¿Se está utilizando el miedo sanitario como herramienta política?
Hay algo que una parte creciente de los españoles ya no puede evitar sentir cuando escucha determinadas ruedas de prensa sanitarias del Gobierno.
Déjà vu.
Las mismas frases ambiguas.
Las mismas contradicciones.
Los mismos “no hay motivo para alarmarse”.
Y, sobre todo, los mismos protagonistas.
El regreso mediático de Fernando Simón para tranquilizar a la población ante el caso del barco relacionado con el hantavirus ha provocado exactamente el efecto contrario al que seguramente pretendía el Gobierno.
Porque millones de personas todavía recuerdan perfectamente lo que ocurrió en 2020.
Recuerdan cuando se dijo que las mascarillas no eran necesarias.
Recuerdan cuando se insistía en que apenas habría contagios en España.
Recuerdan las manifestaciones autorizadas mientras el virus ya circulaba.
Y recuerdan también el resultado de aquella gestión.
Por eso ahora, cuando vuelven los mensajes contradictorios sobre contagios, cuarentenas, protocolos y riesgos sanitarios, una parte importante de la sociedad ya no reacciona con tranquilidad.

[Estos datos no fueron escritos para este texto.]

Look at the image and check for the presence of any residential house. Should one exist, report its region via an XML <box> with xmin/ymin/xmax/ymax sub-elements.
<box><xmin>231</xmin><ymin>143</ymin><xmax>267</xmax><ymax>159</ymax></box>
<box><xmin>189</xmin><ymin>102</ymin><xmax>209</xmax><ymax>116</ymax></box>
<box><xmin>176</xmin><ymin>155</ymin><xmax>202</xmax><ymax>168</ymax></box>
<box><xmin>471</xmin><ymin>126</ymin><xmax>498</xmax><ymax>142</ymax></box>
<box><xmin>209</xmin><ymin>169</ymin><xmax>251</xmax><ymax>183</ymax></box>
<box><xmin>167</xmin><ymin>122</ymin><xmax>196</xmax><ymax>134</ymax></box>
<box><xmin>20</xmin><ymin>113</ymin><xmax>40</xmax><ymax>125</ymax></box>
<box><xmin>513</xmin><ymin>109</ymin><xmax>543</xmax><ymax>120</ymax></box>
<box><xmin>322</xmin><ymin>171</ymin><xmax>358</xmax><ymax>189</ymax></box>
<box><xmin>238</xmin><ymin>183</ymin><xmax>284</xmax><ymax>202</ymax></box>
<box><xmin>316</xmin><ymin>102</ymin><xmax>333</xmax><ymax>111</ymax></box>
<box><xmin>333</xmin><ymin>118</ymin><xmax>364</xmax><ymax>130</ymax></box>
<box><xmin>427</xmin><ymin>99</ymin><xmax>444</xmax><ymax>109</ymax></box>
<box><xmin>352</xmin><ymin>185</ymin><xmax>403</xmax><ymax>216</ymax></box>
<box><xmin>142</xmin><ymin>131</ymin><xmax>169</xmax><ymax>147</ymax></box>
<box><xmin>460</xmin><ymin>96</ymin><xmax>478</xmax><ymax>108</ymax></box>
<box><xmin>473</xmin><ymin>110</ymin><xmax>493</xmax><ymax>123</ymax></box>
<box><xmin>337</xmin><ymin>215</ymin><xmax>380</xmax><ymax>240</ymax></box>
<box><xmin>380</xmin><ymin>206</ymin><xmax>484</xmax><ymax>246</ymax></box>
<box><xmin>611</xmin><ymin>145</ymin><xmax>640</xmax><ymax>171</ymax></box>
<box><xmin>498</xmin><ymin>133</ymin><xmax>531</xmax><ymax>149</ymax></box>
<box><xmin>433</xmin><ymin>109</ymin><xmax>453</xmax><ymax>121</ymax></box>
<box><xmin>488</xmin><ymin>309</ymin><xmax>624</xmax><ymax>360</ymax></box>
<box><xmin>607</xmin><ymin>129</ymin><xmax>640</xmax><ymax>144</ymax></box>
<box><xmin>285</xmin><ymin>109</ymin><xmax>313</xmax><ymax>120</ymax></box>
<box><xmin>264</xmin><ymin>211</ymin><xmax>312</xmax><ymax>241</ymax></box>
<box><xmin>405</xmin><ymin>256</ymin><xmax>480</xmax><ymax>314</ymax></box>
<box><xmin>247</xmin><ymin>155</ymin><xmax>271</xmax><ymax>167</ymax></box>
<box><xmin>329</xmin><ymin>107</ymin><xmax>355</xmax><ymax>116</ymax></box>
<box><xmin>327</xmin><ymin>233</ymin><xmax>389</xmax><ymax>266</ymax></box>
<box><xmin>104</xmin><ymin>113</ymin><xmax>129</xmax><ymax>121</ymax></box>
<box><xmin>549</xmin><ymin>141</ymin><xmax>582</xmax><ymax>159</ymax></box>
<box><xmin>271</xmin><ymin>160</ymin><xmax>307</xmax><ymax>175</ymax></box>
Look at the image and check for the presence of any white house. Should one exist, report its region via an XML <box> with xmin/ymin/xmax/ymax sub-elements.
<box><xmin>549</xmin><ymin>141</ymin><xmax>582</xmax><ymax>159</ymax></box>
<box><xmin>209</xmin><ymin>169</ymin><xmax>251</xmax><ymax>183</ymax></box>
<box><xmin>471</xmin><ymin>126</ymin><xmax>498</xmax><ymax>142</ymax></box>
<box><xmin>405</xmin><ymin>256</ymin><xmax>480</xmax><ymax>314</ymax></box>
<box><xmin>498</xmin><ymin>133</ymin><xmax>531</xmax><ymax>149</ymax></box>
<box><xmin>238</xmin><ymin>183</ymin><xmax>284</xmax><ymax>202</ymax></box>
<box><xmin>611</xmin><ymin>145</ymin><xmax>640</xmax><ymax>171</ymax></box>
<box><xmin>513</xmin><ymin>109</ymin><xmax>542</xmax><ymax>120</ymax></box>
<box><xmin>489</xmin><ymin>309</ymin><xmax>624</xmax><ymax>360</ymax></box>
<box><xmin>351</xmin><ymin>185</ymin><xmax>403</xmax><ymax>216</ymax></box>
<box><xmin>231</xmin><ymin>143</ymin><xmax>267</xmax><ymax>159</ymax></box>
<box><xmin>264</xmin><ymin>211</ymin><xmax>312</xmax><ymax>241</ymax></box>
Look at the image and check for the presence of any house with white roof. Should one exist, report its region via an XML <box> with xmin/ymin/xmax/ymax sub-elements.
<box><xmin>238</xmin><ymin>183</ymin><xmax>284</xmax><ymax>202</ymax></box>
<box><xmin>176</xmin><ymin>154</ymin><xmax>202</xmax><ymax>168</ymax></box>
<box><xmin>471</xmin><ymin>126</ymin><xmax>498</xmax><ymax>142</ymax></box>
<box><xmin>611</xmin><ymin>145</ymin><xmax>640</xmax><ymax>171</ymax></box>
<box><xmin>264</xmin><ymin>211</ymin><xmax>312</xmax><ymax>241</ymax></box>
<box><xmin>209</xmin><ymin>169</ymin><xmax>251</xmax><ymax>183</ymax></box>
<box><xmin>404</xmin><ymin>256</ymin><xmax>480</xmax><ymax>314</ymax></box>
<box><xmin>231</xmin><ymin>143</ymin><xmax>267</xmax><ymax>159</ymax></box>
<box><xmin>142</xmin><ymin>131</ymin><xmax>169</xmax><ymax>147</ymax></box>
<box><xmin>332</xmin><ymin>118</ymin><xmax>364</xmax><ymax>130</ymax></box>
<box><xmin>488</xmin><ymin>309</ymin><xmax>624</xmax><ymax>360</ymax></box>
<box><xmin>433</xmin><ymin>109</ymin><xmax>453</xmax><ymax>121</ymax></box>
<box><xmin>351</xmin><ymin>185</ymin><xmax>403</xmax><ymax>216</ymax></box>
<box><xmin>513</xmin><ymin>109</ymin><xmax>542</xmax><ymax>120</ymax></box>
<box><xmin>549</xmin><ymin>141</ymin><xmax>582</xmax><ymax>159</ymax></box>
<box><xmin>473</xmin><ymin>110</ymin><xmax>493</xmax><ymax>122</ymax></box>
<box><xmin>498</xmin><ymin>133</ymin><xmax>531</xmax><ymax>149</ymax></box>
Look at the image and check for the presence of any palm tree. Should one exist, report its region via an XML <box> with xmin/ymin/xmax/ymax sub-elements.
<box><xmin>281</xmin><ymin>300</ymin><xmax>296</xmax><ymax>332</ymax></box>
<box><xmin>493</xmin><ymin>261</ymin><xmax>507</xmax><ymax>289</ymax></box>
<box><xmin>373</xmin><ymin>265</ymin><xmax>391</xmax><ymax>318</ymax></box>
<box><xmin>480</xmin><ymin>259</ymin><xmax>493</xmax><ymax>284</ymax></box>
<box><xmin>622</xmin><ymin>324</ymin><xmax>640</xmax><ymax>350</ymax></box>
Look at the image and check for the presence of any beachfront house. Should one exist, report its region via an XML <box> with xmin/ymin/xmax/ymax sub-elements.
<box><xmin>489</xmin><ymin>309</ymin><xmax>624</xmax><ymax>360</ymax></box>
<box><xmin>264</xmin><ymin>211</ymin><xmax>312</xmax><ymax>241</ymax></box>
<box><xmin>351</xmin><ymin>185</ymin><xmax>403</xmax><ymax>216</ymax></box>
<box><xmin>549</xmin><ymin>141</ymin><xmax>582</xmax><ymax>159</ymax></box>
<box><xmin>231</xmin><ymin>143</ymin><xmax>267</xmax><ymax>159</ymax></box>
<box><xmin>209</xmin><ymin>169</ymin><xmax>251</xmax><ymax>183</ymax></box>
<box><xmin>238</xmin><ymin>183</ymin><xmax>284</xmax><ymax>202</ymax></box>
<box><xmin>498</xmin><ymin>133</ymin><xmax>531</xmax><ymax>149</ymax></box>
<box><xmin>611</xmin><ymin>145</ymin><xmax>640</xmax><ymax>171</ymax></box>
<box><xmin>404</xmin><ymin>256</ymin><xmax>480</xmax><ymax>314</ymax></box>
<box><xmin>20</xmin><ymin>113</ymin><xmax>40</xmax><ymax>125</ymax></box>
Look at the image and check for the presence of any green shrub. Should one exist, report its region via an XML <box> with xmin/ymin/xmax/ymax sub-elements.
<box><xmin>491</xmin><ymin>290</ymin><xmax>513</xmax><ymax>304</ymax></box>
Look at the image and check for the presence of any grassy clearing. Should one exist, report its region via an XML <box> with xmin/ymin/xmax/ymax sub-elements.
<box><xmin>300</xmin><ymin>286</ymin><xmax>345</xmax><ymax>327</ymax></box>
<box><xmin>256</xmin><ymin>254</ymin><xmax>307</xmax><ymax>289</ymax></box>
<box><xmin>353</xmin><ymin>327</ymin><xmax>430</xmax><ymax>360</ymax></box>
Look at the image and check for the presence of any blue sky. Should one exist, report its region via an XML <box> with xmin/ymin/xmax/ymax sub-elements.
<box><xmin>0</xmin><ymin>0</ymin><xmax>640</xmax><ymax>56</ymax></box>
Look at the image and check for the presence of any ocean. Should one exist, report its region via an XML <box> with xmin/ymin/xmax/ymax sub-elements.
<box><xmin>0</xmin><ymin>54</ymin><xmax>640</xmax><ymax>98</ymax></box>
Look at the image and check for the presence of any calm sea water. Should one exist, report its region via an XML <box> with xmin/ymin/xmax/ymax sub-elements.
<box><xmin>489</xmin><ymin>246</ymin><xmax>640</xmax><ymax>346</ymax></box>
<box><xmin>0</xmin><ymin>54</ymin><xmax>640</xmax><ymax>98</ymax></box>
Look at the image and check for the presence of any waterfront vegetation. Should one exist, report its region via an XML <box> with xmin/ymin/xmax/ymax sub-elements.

Reacciona con desconfianza.
Y quizá ese es el verdadero problema institucional que vive España.
Porque un Gobierno puede sobrevivir a una crisis sanitaria.
Lo que no sobrevive fácilmente es la credibilidad.
Durante el programa analizamos precisamente esa sensación creciente de que determinadas situaciones sanitarias empiezan a utilizarse también como herramientas políticas, mediáticas y emocionales.
Primero ocurre una crisis.
Después llega el bombardeo informativo constante.
Luego aparecen expertos contradictorios.
Más tarde se instala el miedo colectivo.
Y finalmente surge la necesidad de control.
Más protocolos.
Más restricciones.
Más excepcionalidad.
Más dependencia institucional.
Muchos ciudadanos sienten que el patrón se repite.
Y eso explica la enorme reacción social que está generando el caso del barco que se dirige hacia Canarias.
Porque aquí ya no hablamos únicamente de un posible problema sanitario.
Hablamos de una población que ha perdido la confianza en quienes gestionan las emergencias.
Durante el debate surgieron incluso hipótesis políticas mucho más profundas.
Desde la posibilidad de utilizar grandes crisis para tapar escándalos de corrupción hasta teorías relacionadas con futuras situaciones de excepcionalidad política o electoral.
Es evidente que algunas afirmaciones pertenecen al terreno de la especulación.
Pero también es evidente que el propio Gobierno ha contribuido enormemente a alimentar esa desconfianza.
Cuando una administración cambia versiones constantemente, mezcla mensajes políticos con mensajes sanitarios y convierte cada crisis en un espectáculo mediático, termina generando el efecto contrario al que busca.
La gente deja de creer.
Y cuando una sociedad deja de confiar en sus instituciones, cualquier emergencia se convierte automáticamente en un conflicto político.
Eso es exactamente lo que estamos viendo ahora.
Porque el debate ya no gira únicamente alrededor del hantavirus.
El verdadero debate es otro.
¿Hasta qué punto se está utilizando el miedo como herramienta de control social y político?
Durante el programa, varios invitados defendieron que el miedo permanente genera ciudadanos más obedientes, más dependientes y más fáciles de gestionar políticamente.
Otros hablaron directamente de “pánico institucional”.
Y mientras tanto, el Gobierno sigue transmitiendo mensajes contradictorios sobre el nivel real de riesgo.
Un día se minimiza.
Al siguiente se activan protocolos extraordinarios.
Después se habla de prudencia.
Y luego aparecen imágenes de trajes EPI, traslados medicalizados y operativos especiales.
El resultado es devastador para la credibilidad pública.
Porque si realmente el riesgo es bajo, el despliegue parece excesivo.
Y si el riesgo es serio, entonces las explicaciones oficiales parecen insuficientes.
Esa incoherencia es precisamente la que dispara todas las alarmas sociales.
Y ahí aparece otra consecuencia extremadamente peligrosa.
Cada vez más ciudadanos empiezan a creer antes a redes sociales, canales alternativos o rumores que a las instituciones oficiales.
No porque toda esa información alternativa sea cierta.
Sino porque consideran que los gobiernos ya no dicen toda la verdad.
Ese deterioro de confianza probablemente sea una de las heridas más profundas que dejó la pandemia de 2020.
Y ahora, cinco años después, vuelve a abrirse delante de nuestros ojos.
Porque quizá el problema ya no es solo sanitario.
Quizá el problema es que millones de personas sienten que el miedo se ha convertido en una herramienta política demasiado útil como para dejar de utilizarla.